Again, the effect required a pair of tape recorders, with Douglas manually slowing down the revolving reel on one of the machines, while fellow engineer Peter Hitchcock manned the recording console. Douglas recalled it taking an afternoon and many attempts to perfect.
Another popular sound in the psychedelic era was the Elizabethan chime of a harpsichord. The fact that HMV didn’t have one was no obstacle. The part was played on the studio piano to a tape running at half speed. When played back at the correct speed the piano sounded convincingly like a harpsichord.
Working with a succession of producers including Peter Dawkins, Nick Karavias and Alan Galbraith, Douglas continued to engineer a huge variety of types of music: psychedelic pop with The Avengers and The Fourmyula, novelty skiffle with Hogsnort Rupert, funk and soul with The Quincy Conserve and The Yandall Sisters.
In late 1971 psychedelic rockers Ticket turned up with their huge amplifiers and haystack hairstyles. They had come direct from Christchurch where they had perfected their tight and heavy sound through long nightly appearances at Aubrey’s nightclub.
Ticket didn’t have a producer, but Douglas’s quiet efficiency enabled them to record the entire Awake album in just three brief sessions. The album is recognised today as a psych-rock classic.

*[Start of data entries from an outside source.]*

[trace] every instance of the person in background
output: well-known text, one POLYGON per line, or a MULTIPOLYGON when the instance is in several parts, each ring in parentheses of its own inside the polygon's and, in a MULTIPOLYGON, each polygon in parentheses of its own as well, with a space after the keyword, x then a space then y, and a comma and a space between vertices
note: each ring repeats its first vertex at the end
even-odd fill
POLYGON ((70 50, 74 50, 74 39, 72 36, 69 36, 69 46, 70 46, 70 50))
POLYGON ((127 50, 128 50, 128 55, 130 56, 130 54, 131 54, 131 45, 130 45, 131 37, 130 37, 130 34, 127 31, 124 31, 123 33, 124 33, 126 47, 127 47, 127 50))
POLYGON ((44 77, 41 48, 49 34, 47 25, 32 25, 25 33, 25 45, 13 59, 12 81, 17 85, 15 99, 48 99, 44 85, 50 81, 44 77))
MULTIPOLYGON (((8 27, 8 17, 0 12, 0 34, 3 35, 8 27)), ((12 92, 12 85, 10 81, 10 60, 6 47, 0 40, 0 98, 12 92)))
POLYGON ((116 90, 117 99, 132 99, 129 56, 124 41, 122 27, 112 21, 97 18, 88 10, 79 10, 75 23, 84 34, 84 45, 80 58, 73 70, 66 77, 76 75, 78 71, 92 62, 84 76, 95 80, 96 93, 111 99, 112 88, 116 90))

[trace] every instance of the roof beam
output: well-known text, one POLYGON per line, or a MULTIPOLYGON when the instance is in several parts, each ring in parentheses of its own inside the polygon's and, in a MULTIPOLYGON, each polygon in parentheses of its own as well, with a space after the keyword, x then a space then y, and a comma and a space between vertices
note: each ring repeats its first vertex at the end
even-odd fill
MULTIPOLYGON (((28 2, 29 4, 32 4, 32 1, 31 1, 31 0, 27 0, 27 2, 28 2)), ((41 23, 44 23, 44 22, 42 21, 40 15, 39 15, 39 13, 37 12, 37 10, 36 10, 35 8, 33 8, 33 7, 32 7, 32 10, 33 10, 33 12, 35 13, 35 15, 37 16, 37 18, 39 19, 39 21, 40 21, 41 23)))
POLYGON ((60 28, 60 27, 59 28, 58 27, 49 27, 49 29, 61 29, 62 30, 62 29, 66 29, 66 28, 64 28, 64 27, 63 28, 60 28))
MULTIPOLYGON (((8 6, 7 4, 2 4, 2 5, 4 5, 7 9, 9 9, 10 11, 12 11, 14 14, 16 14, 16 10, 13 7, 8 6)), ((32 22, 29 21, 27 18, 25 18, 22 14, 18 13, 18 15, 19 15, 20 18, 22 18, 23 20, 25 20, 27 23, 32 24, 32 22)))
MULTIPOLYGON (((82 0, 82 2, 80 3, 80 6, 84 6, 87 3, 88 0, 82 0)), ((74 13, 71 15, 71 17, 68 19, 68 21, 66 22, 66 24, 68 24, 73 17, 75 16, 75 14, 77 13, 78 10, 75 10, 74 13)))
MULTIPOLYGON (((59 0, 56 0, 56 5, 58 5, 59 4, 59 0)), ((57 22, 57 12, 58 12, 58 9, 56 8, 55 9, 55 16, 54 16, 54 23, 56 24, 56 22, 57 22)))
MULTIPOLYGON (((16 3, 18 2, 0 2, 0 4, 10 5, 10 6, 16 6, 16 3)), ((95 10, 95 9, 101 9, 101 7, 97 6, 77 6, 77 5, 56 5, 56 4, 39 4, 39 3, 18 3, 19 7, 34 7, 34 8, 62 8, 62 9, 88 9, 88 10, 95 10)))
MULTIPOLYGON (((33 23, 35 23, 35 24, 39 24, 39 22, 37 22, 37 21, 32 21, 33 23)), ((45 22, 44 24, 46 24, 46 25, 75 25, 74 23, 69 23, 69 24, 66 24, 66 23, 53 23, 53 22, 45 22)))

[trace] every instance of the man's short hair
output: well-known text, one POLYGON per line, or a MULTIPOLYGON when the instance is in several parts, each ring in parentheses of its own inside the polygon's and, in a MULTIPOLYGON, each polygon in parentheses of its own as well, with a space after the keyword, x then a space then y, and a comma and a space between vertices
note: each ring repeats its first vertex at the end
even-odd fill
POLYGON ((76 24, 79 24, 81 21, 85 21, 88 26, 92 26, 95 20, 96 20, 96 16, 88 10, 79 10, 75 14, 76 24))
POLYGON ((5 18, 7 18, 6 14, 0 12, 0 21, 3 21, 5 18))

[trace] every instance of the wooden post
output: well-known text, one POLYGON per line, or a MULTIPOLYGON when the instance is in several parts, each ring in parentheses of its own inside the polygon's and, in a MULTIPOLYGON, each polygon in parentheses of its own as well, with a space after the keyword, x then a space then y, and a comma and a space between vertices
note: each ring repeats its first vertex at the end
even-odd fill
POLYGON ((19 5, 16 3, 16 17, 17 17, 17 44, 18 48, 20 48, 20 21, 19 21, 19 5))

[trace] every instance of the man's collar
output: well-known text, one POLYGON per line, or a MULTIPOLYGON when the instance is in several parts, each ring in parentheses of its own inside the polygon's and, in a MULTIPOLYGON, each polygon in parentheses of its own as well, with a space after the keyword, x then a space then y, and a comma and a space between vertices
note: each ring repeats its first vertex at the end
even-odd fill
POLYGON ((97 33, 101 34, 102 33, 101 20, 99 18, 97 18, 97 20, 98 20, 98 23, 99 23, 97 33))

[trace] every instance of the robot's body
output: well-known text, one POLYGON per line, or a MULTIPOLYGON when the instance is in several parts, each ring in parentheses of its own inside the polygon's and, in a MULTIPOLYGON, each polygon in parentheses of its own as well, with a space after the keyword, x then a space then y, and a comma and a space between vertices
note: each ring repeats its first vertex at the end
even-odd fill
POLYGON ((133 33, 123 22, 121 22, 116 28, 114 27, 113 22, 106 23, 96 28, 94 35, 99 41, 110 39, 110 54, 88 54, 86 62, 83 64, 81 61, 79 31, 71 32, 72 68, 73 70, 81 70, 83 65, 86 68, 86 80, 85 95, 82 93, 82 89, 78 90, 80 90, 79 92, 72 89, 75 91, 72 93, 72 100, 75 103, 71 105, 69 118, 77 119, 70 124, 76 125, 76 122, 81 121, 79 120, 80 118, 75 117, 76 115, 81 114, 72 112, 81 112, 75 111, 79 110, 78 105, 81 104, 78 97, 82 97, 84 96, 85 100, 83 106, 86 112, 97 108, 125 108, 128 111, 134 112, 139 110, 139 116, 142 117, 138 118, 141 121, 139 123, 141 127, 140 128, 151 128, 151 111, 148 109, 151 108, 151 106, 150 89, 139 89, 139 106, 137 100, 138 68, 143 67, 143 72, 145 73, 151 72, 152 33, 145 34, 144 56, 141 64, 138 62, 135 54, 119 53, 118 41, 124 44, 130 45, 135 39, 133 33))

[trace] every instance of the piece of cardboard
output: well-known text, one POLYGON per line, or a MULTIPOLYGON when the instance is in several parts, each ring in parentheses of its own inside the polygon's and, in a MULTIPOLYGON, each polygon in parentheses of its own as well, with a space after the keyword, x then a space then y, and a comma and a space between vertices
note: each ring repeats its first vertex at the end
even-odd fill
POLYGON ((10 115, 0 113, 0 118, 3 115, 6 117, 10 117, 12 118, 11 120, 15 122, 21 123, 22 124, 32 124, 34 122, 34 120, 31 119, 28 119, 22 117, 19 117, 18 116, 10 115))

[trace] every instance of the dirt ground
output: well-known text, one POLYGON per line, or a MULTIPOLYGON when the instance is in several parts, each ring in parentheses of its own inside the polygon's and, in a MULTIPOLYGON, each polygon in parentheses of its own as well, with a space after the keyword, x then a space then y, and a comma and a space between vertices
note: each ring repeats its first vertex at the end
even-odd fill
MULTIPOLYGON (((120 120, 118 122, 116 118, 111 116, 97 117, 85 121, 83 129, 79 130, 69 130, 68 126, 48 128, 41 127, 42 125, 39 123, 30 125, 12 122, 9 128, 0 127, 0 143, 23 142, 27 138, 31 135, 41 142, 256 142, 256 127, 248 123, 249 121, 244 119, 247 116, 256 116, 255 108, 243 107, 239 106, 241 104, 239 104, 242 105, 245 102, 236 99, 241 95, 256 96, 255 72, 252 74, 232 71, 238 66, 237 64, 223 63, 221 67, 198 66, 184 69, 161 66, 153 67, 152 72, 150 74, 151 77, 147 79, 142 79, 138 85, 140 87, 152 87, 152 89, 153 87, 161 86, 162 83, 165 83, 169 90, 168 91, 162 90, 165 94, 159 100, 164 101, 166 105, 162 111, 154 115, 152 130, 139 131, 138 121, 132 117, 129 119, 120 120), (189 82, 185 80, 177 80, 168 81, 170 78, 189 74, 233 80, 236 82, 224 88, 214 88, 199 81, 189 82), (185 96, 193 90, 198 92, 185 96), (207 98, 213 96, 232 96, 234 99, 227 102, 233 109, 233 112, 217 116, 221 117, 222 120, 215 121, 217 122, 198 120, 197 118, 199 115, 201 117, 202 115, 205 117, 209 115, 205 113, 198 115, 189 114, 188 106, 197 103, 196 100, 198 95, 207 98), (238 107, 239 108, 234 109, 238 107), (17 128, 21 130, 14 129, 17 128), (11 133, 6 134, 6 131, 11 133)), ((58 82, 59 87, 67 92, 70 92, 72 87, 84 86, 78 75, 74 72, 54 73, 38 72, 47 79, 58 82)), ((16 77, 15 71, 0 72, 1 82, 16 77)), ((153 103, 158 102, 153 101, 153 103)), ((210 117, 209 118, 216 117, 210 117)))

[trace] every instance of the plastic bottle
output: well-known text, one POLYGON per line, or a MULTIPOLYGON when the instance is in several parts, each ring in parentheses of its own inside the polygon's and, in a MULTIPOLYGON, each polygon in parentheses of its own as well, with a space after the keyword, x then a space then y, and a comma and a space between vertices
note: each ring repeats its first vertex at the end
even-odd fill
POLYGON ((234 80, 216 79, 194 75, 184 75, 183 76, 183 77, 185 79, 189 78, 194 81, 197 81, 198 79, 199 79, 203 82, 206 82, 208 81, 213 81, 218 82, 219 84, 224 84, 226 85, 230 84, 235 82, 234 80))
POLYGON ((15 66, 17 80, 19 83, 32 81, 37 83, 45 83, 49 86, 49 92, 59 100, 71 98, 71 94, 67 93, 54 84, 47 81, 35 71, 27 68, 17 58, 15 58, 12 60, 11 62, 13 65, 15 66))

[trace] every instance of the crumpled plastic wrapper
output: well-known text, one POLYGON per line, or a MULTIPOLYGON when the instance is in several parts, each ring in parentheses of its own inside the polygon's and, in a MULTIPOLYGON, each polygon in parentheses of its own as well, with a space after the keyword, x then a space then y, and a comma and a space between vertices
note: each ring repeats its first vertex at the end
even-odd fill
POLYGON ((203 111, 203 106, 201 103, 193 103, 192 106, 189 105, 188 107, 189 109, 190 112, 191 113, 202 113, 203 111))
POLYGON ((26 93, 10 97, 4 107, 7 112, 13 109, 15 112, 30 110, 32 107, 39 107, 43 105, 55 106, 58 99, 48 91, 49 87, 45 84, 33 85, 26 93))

In the early 1970s Michael Grafton-Green arrived from London, direct from EMI’s studio at Abbey Road where he had worked on Beatles records using the most up-to-date equipment, and it was at his insistence that the studio’s ancient 4-track equipment was replaced with an 8-track recorder and Neve console, which by the mid-1970s would be upgraded to 16-track. He and Douglas worked together on increasingly ambitious recordings, including hits for BLERTA, Mark Williams and Rockinghorse.
In 1976 HMV – now formally renamed EMI, after its parent company – moved its studios to a new purpose-built facility in Lower Hutt, adjacent to its pressing plant. The new studio was much larger than the Wakefield Street one, and was promoted as the best in the country.
The decision to move had been made at EMI’s head office in Britain, reasoning that it would be more efficient to have the company’s studios and manufacturing plant in the same facility. But what looked good on paper was less successful in practice. Douglas estimated up to 80 percent of the business was lost in the shift. Meanwhile the rise of commercial radio and their imported playlists was making it harder for local recordings to get airtime, which contributed to a downturn in recording.
Frank also wondered whether the bigger recording space – while ideal for orchestras – was less suited to smaller groups. “You had to separate everyone to isolate instruments and it led to a feeling of estrangement between players,” he told me. “Whereas at the old studio they were all crammed in together and they had that feeling of being one.”
When EMI closed its studio in 1987, Frank set up his own small facility, South Pacific Recording, at his Eastbourne home. As ever, his work was diverse, from school orchestras to Dame Malvina Major.
Around the turn of the millennium, Frank – by now in his late 60s – returned to Waitara, where he set up a further home studio and continued to record local acts as well as a regular country music programme for Access Radio Taranaki. It was only in 2014, after 60-odd years in the business and with his health in decline, that this recording pioneer packed up his mics and coiled his cables for the last time. Frank Douglas passed away on 19 February 2015.